“Supercomputer” is a trendy word you may have already heard once or twice before. And it doesn’t take a genius to infer that supercomputers are to regular PCs much the same as Superman is to a Neanderthal. Even though the idea behind the technology appears simple enough: you take a lot of integrated circuits, or microchips, and you put them together to create a massive computer – one much bigger than your PC. But, really, can it be that straightforward? Is this all it takes to build a working supercomputer?
The computers you know and use are almost all based on the von Neumann (Princeton) architecture, which, in turn, consists of three main components: CPU (central processing unit), I/O (input/output) devices, and a memory unit.
Up to recently, most computers used serial processing, meaning that a single CPU processed every piece of input data. Or, to summarize few points made by Blaise Barney, the author of Introduction to Parallel Computing:
“Traditionally, computer software has been written for serial computation. To solve a problem, an algorithmÂ is constructed and implemented as a serial stream of instructions. These instructions are executed on a central processing unit on one computer. Only one instruction may execute at a time – after that instruction is finished, the next one is executed.”
Nowadays, though, we’ve grown accustomed to much faster computers. The difference is that this new generation of computers (first introduced a decade ago) uses multi-core processing technology, which means that multiple processing units (called cores) are placed on a single microchip. Multi-core processing is a type of parallel processing, because it allows for a single processor to run multiple instructions on separate cores simultaneously.
Though precedents exist (IBM’s Cyclops64), supercomputers wouldn’t have been super if they satisfied themselves with multi-core processing only. And this where massively parallel processing (MPP) comes in. How massive? Just for illustrative purposes, China’s TaihuLight, the world’s fastest supercomputer (as of 2017), uses about 41,000 processors, each of them containing 256 cores, amounting to more than 10.5 million of CPU cores across the system. Now, that’s what you can rightly call “massive”.
As far as supercomputers are concerned, massively parallel processing is the norm, but it doesn’t really paint the whole picture. This is mainly due to the fact that different modes of processing are optimized for different types of instructions: while some are better suited for parallel processing, few tasks can be better treated in a “serial processing” fashion.
Consequently, in terms of supercomputer’s architecture, clusters and grids should be treated with the same degree of reverence as massively parallel processing. Both names are self-explanatory.
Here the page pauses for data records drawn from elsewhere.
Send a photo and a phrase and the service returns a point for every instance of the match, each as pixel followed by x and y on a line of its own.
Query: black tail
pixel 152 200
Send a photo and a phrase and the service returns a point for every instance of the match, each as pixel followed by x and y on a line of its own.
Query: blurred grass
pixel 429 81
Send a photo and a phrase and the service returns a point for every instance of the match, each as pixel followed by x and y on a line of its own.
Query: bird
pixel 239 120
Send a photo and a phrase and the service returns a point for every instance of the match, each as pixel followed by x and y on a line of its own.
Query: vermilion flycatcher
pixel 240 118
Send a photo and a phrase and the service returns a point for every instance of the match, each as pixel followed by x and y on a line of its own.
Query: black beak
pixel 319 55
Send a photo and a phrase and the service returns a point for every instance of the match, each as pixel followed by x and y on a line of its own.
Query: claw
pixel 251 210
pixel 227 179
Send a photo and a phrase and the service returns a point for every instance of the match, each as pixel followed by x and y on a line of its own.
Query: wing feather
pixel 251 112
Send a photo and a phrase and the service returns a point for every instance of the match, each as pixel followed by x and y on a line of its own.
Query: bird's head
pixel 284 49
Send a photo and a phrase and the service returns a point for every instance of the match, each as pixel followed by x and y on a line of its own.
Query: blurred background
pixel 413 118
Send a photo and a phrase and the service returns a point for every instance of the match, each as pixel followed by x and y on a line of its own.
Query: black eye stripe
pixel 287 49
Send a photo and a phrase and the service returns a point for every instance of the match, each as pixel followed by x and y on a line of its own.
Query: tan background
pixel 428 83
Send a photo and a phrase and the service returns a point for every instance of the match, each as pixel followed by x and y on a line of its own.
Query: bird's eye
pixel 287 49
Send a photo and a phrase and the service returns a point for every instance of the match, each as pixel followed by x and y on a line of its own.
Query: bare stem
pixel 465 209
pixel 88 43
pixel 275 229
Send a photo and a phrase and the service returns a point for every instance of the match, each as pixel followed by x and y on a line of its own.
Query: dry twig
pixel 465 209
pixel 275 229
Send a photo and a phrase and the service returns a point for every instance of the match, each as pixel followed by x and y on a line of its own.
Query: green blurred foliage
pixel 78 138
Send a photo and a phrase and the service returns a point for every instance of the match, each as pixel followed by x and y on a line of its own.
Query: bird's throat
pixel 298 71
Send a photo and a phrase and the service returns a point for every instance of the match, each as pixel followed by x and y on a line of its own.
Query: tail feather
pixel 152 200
Loosely speaking, to make a computer cluster, it’s enough to take few PCs, put them in one room and connect them to each other by LAN (local area network). Controlled by a software, the computers in the cluster can subsequently work together in a manner which allows to view them as a single computer, meaning computer clusters are able to perform tasks as if a single unit. Some of the fastest supercomputers in the world often include many clusters.
As opposed to cluster computing, in grids, each node is set to perform a different task/application only. This is because in grid computing, PCs are not connected via LAN, but by means of the Internet, meaning neither the location of each PC is important, nor it is possible to look at the connected computers as a single unit. But since a grid connects remote single units, and cluster computers can be treated as such, a single grid can be built of multiple geographically independent computer clusters. Grid computing is a type of distributed computing, the main idea of which is to divide a problem into many tasks,
“each of which is solved by one or more computers, which communicate with each other by message passing” – Tolga Soyata ed., Enabling Real-Time Mobile Cloud Computing through Emerging Technologies, p. 180
Supercomputers, however, are usually faster. And can be built to perform a simple task as perfectly as possible. For instance, IBM Watson was developed to take part in the Jeopardy! TV show, Deep Blue was built specifically to play against world chess champion Garry Kasparov, and Google’s AlphaGo to compete against the best Go players in the world.
Yup, they all won. Which left many people wondering if the time when machines will become as intelligent as humans is near.
Few years ago, it was virtual reality; nowadays, it seems that it is Artificial Intelligence (AI) dictating software and hardware requirements. Nothing strange there, if you bear in mind the fact that advanced ML algorithms and complex data models require massively parallel processing. And even though NVIDIA’s GPUs turned out to be significantly more efficient for ML than traditional CPUs, they aren’t optimized for performing ML tasks yet.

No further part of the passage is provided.